George Gilder, ospite di Libertiamo nell’incontro dal titolo The Information Theory of Capitalist Profit, è un intellettuale intrigante, amabile e visionario.

Con George Gilder il dialogo si fa sempre più interessante, vista la sua propensione a parlare di molteplici temi. Incuriositi dalla sua storia e dalle esperienze di vita vissuta, non possiamo far altro che ascoltarlo con attenzione. Si discute di tutto, non ultimo del suo libro di recente pubblicazione, The Israel Test, nel quale elabora la tesi con la quale spiega le radici del conflitto mediorientale: non legate al controllo del territorio o alla religione, ma soprattutto di origine psicologica e derivanti dal risentimento nei confronti dei successi di Israele. L’antisionismo, insomma, è spinto dagli stessi fenomeni che hanno sempre alimentato l’antisemitismo: l’invidia e l’incapacità di comprendere il libero mercato.
Dagli scenari politici del partito repubblicano americano alle sfide dell’immigrazione: “Ah, se fossi in voi italiani, mi preoccuperei se ne venissero troppo pochi. Piuttosto pensate a far loro imparare l’italiano ed attraete quanti più high-skilled immigrants è possibile”.

Definito il guru della reaganomics o guru hi-tech (nel 1981 pubblica Ricchezza e Povertà), Gilder anticipa di anni il mercato. Nel 1993 teorizzava che la crescita economica sarebbe stata la bandwidth, l’ampiezza della banda di connessione a Internet: diventando praticamente gratis, o comunque davvero poco costosa, la banda sarebbe stata per i decenni successivi ciò che il motore a vapore è stato per la Rivoluzione Industriale.

A distanza di diciassette anni, dopo la nascita della dot economy, George Gilder sembrò vacillare, si ritrovò pieno di debiti e dovette “reinventarsi”, ma sappiamo quanto profetiche fossero quelle teorie.
E se nel 1994, in un libro dal titolo molto indicativo, Life after Television, Gilder sistematizzò le sue previsioni, è già in cantiere la nuova sfida: The end of the Internet.

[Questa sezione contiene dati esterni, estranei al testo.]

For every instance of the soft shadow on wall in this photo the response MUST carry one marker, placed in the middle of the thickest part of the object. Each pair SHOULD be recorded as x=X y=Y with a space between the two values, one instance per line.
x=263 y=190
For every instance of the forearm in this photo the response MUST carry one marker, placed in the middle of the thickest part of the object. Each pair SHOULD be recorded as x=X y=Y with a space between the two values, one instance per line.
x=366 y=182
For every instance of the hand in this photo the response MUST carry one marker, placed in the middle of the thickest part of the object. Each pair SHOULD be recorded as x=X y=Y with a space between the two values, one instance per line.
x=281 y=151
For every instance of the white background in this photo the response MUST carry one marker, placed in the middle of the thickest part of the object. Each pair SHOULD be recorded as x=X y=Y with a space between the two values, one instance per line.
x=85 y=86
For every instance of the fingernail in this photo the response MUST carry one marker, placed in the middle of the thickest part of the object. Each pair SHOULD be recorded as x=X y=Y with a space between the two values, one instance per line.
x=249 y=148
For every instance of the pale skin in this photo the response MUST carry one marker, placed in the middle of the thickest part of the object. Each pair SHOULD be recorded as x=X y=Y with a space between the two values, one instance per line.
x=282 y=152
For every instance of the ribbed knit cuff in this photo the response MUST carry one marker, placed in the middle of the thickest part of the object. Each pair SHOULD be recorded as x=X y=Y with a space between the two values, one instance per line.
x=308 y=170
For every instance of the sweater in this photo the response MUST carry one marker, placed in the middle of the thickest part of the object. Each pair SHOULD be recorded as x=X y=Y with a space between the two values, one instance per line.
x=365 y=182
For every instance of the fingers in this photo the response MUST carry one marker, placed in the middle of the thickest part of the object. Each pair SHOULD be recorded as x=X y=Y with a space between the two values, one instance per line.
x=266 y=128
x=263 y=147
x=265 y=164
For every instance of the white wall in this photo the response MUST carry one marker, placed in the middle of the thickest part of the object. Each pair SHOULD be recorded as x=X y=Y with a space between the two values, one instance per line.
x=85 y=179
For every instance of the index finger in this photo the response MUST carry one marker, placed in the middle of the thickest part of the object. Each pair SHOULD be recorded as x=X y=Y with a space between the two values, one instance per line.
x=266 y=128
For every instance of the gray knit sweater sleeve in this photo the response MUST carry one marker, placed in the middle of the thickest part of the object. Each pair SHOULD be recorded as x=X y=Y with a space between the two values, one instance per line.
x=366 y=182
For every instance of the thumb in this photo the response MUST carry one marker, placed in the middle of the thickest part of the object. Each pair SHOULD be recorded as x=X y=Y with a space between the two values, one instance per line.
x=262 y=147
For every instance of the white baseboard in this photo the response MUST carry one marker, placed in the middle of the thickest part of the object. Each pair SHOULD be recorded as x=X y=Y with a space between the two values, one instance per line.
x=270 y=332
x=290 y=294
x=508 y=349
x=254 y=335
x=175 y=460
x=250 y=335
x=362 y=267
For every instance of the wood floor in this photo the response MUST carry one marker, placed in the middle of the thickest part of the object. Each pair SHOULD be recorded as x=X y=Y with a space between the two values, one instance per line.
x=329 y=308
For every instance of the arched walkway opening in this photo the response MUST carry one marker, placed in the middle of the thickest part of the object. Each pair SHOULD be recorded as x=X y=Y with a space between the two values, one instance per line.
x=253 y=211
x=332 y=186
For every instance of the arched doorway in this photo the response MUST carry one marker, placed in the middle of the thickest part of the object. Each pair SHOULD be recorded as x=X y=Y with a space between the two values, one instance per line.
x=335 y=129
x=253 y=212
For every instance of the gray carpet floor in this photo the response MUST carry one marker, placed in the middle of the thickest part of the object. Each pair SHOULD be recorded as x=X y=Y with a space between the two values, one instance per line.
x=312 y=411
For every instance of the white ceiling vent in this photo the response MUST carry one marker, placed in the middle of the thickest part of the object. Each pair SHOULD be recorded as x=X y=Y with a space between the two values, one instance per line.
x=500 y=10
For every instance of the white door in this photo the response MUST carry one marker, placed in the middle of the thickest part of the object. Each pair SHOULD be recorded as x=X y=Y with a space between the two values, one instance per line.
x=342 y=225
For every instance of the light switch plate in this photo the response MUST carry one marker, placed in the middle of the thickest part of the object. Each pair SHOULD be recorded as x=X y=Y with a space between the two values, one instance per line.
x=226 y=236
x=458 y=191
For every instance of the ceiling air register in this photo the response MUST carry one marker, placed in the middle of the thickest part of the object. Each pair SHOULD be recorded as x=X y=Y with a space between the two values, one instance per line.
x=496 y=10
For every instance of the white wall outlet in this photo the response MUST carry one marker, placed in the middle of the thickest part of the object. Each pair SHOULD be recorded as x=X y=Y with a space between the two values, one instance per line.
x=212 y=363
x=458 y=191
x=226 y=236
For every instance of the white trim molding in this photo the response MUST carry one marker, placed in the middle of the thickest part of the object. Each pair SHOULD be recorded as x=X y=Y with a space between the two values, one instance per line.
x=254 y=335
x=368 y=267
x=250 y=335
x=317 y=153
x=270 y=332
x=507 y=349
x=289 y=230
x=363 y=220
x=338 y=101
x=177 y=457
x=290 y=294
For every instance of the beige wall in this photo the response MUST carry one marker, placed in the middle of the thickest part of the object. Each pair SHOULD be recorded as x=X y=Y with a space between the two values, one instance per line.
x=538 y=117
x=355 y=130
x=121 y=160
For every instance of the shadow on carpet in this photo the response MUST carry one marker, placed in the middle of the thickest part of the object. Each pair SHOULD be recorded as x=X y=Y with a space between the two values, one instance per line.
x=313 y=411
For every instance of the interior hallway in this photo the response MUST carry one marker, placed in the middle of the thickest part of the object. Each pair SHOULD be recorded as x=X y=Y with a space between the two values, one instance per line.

Per ora poco più di una bozza, tra qualche tempo un libro che varrà la pena leggere.

Tra il 2004 e il 2005 convince Bruce Chapman ad aprire un ufficio del Discovery Institute (di Steve Forbes e Bruce Chapman, fino ad allora con sede a Seattle) a Washington D.C., con l’obiettivo di trasformare un think-tank nato per risolvere i problemi di traffico a Seattle nella punta di diamante intellettuale del movimento di rivolta contro il neodarwinismo. La parola d’ordine di Gilder e del Discovery Institute non è “creazionismo“, ma “intelligent design“.
Rielabora il concetto di entropia dell’informazione (la quantità d’incertezza, la sorpresa, l’evento imprevedibile) come chiave interpretativa del profitto imprenditoriale: la creatività è sempre una sorpresa, il suo prodotto è sempre inaspettato ed è questo che determina il profitto dell’imprenditore. Se la politica ha un compito, è quello di offrire un ambiente a bassa entropia – uno stato di diritto solido, una moneta stabile, un sistema di difesa della proprietà e dell’incolumità.

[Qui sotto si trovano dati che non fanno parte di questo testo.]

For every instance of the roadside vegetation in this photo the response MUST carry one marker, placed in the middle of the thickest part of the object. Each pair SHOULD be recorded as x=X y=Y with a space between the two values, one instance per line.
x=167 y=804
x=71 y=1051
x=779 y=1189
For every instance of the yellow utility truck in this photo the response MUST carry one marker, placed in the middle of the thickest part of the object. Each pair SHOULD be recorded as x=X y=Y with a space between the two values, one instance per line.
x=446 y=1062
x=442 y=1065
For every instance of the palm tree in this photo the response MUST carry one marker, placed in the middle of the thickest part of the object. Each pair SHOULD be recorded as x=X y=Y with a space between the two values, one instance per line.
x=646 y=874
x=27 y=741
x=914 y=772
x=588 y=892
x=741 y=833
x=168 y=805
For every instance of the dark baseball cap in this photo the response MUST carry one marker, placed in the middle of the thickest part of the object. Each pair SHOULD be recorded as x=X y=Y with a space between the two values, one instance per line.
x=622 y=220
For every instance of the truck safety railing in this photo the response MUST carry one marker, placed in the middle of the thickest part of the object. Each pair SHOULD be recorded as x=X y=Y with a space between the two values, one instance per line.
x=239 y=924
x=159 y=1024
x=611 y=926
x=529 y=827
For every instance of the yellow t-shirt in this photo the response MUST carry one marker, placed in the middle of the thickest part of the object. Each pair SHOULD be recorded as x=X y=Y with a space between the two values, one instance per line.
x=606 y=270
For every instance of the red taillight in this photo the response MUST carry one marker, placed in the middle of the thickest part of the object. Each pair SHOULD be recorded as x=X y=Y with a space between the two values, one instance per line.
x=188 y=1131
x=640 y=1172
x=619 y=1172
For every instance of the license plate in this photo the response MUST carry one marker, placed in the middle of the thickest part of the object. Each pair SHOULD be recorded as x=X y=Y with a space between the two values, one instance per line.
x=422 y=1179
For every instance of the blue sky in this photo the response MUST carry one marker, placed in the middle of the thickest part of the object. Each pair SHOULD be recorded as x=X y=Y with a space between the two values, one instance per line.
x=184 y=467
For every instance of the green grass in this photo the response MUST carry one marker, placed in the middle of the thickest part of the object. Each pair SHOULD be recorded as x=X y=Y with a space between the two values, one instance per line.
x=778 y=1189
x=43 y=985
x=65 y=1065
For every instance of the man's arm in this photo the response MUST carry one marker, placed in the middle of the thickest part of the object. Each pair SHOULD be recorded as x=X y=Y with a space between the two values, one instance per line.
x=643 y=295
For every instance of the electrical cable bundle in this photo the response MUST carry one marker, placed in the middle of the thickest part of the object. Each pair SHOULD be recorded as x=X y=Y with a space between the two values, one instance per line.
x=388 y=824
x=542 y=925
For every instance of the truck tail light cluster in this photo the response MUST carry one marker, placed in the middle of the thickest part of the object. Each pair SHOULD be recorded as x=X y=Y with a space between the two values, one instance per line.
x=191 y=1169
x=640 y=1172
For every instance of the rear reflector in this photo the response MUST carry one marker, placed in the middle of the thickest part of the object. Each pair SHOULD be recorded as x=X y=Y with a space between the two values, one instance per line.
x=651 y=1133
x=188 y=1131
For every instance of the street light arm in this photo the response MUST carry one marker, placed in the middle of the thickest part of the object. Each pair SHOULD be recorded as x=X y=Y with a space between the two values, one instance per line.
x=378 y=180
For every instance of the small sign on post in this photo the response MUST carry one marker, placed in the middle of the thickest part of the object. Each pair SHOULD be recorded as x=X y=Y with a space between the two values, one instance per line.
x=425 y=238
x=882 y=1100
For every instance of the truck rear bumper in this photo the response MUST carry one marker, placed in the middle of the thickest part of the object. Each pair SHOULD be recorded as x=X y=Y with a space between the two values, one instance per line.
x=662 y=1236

“La teoria dell’informazione come nuova frontiera della teoria economica. Ma un mondo del genere non solo non è possibile, ma non sarebbe nemmeno desiderabile, perché rappresenterebbe la fine della creatività e della libertà. Se fosse tutto noto – fa notare Gilder – la pianificazione economica ed il socialismo funzionerebbero. Siamo invece ‘condannati’ a vivere in un mondo ad alta entropia, dove il mercato non esiste a prescindere dall’imprenditore. Anzi, è l’imprenditore che crea il mercato, costantemente imperfetto, mutevole, instabile”.